Folks that knew they were getting laid off were like angry and sad, and there were just tons of emotions. I was later in the day when I was going to receive the bad news and so I go up and I was like prepared to chew someone’s ass out about it. I walk in the door and Gabe’s there in the room with a lawyer/HR/somebody, and I started off like super aggressive. I was like, well, ‘so this is it?’ You know? And then immediately broke down into tears and I was getting emotional. And I’m like ‘Gabe, you gave me this mission to bring the family together and I can’t believe you’re doing this to me…I was onto something amazing.’ And he said some things like ‘I’m always going to be a fan’, like, oh, okay. And got myself back under like emotional control. And as I was walking out the door, I think my back was even turned to him. And I was like, ‘you should just sell me the technology.’ And I turned around and he was like, ‘okay.’ And that was it.
He made the decision on the spot to let me take this optical technique out of Valve. It was pretty incredible. I could have just walked out the door and just moved on to whatever project after that and never thought back on it…I don’t think folks around Valve understood what we were really onto at the time, like how we could generate this light field and how comfortable and vivid and how it solved all these problems. It was just back in those days there was still this notion that somebody is going to just stumble onto a way to make this perfect AR system. And you won’t need to use anything like a game board and still people are still dreaming and hoping that they’ll stumble onto some way to make that happen. And it’s the laws of physics. It’s really difficult.

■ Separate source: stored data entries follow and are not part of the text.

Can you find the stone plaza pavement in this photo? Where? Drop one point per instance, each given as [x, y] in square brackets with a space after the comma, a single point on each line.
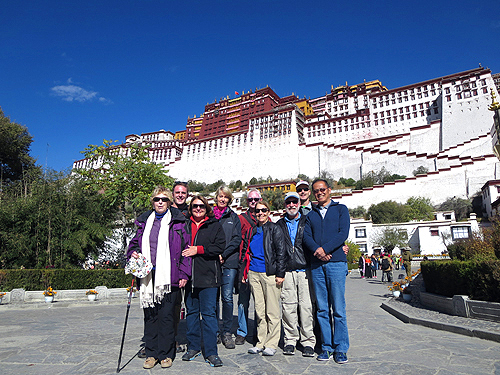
[84, 338]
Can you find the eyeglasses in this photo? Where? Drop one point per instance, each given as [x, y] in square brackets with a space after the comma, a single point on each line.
[163, 199]
[316, 191]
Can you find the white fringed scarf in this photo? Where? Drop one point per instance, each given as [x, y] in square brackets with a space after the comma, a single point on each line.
[162, 281]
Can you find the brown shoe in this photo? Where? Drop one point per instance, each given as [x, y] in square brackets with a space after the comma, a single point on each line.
[150, 362]
[166, 363]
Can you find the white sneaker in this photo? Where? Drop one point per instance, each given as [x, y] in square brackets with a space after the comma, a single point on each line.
[269, 352]
[254, 350]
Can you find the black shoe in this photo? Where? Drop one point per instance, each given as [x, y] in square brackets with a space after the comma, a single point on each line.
[308, 352]
[214, 360]
[240, 340]
[289, 350]
[190, 355]
[142, 353]
[227, 340]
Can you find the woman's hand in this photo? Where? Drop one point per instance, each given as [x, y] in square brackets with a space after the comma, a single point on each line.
[279, 280]
[190, 251]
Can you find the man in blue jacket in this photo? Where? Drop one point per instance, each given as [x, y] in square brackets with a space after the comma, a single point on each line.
[327, 228]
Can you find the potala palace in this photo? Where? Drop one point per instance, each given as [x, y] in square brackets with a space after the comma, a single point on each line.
[442, 124]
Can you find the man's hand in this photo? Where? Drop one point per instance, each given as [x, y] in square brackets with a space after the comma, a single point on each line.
[321, 255]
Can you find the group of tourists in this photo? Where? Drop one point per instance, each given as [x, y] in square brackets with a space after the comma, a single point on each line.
[368, 265]
[295, 270]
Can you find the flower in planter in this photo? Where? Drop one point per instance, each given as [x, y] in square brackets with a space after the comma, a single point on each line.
[49, 292]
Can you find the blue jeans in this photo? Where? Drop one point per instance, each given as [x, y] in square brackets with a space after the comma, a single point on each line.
[243, 302]
[329, 285]
[201, 300]
[226, 290]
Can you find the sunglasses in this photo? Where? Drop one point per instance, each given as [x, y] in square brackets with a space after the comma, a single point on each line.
[163, 199]
[316, 191]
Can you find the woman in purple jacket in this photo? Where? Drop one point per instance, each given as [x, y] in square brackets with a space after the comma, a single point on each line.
[161, 236]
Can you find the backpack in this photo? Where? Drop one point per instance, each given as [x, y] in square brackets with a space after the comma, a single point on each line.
[385, 264]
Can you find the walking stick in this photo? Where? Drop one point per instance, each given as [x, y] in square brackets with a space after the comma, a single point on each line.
[125, 325]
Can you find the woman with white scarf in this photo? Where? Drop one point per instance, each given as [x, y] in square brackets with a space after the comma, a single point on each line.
[161, 236]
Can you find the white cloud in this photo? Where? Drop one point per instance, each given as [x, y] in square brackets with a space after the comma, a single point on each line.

The agreement was for $100, Ellsworth said, plus the cost of lawyers to make it legal, and “we basically got everything in our lab dedicated to the retroreflective glasses which included the prototypes, optical components, software, computers, etc.” The agreement would essentially help launch development efforts at CastAR, a company the ex-Valve employees co-founded to continue developing their approach to AR.
“The biggest win was the legal documentation that gave us freedom to operate,” Ellsworth wrote in a direct message.

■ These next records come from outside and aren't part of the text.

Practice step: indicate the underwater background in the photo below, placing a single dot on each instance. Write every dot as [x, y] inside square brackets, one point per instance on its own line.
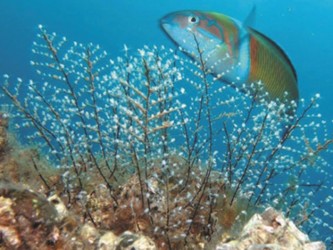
[302, 28]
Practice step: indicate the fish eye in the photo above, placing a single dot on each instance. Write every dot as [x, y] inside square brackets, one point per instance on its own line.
[193, 19]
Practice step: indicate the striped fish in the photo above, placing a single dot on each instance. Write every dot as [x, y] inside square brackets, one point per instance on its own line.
[234, 52]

Years later, Ellsworth and other CastAR veterans would essentially need to buy it all again — now with actual patents backing their retroreflective optical technique — after CastAR went defunct. Now at Tilt Five, Ellsworth is determined to “take on the big players.”
“At castAR and TiltFive we made improvements to the original prototype designs and have about a dozen patents covering the current design,” Ellsworth wrote.
Tilt Five is working on drivers to enable multiple glasses to run from a single PC as well as driving the system from an iOS or Android smartphone, features which — if well supported among developers — could offer an approachable way for AR “to bring the entire family together in the living room.”